Paul Greengrass’s “Bloody Sunday” is clearly in favor of the protesters. Re-enactment of the 2002 film uses hundreds of extras who participated in the original march. James Nesbitt portrays an Irish civil rights leader full of hope that the British will be forced to leave Northern Ireland. Throughout the film, Greengrass (who went on to use similar strategies in later films, such “United 93” and “Captain Phillips”) is adept in conveying the argument that, whatever assertions are made, the death toll speaks for itself.

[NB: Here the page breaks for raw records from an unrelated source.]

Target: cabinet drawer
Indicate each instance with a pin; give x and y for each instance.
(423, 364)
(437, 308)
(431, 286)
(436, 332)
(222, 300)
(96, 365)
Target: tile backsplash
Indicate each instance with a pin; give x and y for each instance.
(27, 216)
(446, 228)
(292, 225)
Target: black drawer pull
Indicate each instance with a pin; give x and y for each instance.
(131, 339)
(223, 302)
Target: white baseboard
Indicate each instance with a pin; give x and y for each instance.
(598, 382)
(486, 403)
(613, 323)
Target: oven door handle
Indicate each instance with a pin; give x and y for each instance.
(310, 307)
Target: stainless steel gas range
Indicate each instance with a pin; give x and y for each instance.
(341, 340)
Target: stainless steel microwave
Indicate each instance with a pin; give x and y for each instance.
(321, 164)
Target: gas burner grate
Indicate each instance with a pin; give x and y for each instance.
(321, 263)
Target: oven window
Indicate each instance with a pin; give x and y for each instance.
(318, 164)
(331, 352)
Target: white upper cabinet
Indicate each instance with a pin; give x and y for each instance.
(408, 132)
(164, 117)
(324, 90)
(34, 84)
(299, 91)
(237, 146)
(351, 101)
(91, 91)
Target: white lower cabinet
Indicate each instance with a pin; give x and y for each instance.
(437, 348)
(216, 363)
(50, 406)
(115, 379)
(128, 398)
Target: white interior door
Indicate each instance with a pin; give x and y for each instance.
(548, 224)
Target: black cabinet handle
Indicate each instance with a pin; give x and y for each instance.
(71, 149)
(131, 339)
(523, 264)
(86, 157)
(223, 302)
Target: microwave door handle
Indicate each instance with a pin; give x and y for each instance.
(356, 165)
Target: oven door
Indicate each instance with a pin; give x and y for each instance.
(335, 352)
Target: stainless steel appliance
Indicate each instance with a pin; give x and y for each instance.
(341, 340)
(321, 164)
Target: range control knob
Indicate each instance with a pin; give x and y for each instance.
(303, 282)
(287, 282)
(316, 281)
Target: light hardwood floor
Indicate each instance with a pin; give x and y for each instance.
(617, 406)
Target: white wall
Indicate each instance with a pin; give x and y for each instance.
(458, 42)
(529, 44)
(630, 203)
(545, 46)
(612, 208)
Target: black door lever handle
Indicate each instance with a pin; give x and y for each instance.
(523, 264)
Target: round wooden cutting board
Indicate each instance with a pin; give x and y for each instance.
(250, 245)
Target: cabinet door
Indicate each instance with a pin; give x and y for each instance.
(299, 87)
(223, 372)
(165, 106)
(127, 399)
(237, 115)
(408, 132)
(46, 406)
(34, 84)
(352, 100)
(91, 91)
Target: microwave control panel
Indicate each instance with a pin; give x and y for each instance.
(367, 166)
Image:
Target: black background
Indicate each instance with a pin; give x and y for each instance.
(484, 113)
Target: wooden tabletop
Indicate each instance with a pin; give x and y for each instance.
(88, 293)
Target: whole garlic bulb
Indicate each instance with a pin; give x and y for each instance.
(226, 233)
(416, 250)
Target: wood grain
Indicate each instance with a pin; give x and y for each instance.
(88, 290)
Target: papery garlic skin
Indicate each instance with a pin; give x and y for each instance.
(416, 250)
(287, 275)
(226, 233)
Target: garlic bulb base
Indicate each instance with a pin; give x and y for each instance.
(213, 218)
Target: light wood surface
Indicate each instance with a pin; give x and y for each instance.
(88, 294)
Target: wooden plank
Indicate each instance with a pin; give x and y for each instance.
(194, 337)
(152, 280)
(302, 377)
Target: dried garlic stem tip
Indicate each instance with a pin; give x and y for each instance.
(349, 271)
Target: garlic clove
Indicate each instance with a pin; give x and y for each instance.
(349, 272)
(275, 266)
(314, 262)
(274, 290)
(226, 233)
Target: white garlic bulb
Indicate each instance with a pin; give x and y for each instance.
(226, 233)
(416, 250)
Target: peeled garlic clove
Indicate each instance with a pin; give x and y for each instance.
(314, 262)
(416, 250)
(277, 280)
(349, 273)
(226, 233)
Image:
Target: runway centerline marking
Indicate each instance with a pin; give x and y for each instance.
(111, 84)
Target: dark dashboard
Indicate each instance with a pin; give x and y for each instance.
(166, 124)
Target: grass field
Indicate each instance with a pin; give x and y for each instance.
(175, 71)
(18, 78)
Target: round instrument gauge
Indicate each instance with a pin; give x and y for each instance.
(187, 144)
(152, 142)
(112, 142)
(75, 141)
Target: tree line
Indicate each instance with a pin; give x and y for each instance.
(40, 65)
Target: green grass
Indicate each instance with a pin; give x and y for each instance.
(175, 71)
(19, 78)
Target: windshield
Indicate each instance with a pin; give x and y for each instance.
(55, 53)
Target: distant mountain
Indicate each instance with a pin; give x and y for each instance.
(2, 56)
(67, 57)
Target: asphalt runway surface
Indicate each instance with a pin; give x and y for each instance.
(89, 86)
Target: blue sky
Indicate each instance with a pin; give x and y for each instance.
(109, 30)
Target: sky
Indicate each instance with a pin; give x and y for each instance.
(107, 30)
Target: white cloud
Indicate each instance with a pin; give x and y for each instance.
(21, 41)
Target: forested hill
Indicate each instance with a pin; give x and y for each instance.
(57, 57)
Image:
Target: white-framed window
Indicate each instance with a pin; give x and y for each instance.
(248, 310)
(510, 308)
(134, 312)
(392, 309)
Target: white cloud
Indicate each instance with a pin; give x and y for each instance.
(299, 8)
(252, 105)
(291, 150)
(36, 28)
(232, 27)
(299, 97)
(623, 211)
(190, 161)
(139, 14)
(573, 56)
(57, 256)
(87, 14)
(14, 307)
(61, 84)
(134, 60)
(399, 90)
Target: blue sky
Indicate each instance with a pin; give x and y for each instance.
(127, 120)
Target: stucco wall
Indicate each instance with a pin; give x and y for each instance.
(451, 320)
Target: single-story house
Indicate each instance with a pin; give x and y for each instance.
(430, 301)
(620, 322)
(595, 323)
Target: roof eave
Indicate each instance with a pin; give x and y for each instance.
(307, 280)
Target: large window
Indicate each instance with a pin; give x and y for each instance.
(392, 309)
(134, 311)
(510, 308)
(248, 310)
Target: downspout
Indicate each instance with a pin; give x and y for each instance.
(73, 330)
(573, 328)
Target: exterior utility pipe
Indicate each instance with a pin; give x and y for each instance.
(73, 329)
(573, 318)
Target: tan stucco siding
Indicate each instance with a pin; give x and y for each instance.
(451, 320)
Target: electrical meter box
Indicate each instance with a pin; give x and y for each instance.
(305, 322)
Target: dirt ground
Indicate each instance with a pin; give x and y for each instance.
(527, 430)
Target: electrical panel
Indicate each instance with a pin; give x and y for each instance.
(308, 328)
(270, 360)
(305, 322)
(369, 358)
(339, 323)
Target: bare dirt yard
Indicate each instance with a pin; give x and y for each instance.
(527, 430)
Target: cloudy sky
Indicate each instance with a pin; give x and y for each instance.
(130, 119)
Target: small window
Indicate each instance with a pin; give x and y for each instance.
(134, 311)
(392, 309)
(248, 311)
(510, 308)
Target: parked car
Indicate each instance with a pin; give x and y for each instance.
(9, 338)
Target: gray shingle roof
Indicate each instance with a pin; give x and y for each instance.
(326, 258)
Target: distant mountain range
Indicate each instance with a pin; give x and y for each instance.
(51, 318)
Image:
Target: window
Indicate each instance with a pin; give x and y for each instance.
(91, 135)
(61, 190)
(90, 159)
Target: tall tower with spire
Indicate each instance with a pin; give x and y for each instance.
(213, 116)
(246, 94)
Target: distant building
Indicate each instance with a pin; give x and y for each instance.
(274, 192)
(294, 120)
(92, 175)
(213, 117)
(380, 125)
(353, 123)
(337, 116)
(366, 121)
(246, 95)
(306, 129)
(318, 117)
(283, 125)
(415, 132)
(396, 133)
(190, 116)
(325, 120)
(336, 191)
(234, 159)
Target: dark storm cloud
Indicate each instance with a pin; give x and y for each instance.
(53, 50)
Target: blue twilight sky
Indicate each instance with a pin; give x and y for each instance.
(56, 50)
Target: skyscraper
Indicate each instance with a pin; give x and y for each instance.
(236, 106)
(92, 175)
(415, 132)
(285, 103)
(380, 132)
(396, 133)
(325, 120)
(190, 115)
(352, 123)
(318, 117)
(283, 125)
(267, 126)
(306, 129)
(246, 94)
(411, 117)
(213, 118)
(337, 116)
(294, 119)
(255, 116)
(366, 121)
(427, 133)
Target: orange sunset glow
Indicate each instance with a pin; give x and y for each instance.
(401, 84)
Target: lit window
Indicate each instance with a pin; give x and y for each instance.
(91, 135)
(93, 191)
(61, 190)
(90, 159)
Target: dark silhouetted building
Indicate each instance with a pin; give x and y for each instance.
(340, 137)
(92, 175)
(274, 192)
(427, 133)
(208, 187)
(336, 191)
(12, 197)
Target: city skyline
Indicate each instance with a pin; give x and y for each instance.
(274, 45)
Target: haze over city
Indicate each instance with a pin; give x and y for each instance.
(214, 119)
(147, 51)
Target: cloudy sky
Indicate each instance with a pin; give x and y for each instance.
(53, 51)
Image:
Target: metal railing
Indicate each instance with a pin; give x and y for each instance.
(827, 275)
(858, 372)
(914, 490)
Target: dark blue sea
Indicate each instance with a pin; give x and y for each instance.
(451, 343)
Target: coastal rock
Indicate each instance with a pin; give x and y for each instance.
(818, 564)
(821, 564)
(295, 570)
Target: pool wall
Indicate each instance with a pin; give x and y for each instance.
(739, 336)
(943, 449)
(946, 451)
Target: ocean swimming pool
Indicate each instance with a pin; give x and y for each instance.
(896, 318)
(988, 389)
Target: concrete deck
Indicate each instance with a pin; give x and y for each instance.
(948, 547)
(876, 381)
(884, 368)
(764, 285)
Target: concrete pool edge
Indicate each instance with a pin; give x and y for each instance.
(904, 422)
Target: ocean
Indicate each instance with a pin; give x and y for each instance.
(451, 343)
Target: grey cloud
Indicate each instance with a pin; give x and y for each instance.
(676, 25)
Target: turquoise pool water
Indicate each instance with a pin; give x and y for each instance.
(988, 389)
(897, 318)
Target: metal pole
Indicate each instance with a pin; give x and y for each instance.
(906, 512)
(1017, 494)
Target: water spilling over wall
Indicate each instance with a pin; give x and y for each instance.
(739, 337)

In the 1970s, English marginalized groups were also pushing for more freedom. There was an increase in the number of anti-establishment movements in the early part of the decade because of the economic downturn. It’s a six-part miniseries called “Guerrilla” that looks at London’s black-power scene. Activists Jas (Freida Pinto) and Marcus (Babou Ceesay) are inspired to take action after the death of a friend by a police officer in the film’s opening scene. Author John Ridley (“12 Years a Slave”) has created a series that depicts a complex and broken revolutionary movement that frequently fights against itself as much as the British authority.
14. Billy Elliot
Margaret Thatcher became the first woman to serve as Prime Minister of the United Kingdom in 1979. She campaigned on limiting the authority of labor unions as a means of bringing prosperity to the United Kingdom. Her administration closed numerous coal mines in the north of England in 1984, prompting a massive strike by the unions that worked in those mines. According to the BBC, it was “the most bitter industrial dispute in British history.” Families were already trying to make ends meet.
In Billy Elliot, the heart of the plot is the coal miner father and older brother’s decision to go on strike and what that means for their son’s dreams of becoming a ballerina. Rock music and adorable children make this coming-of-age film an absolute tearjerker.
15. The Queen
Overall, the public’s opinion of Queen Elizabeth II is favorable. When Princess Diana died in 1997, that popularity was put to the ultimate test. Long before her divorce from Prince Charles a year earlier, the “people’s princess” had a tense relationship with the royal family. Her untimely demise further enhanced the public’s perception of her perfection, and the queen’s response to her death became a hotly debated topic.
While watching Michael Sheen’s portrayal of a dissatisfied Prime Minister Tony Blair in “The Queen,” which was released in 2006, it’s easy to understand his dismay at the Royal Family’s steadfast refusal to share their grief with the public. After Helen Mirren’s portrayal of Elizabeth in “The Crown” and “This Is Spinal Tap,” the next Elizabeth is going to have a tough act to follow in the season around Diana’s death.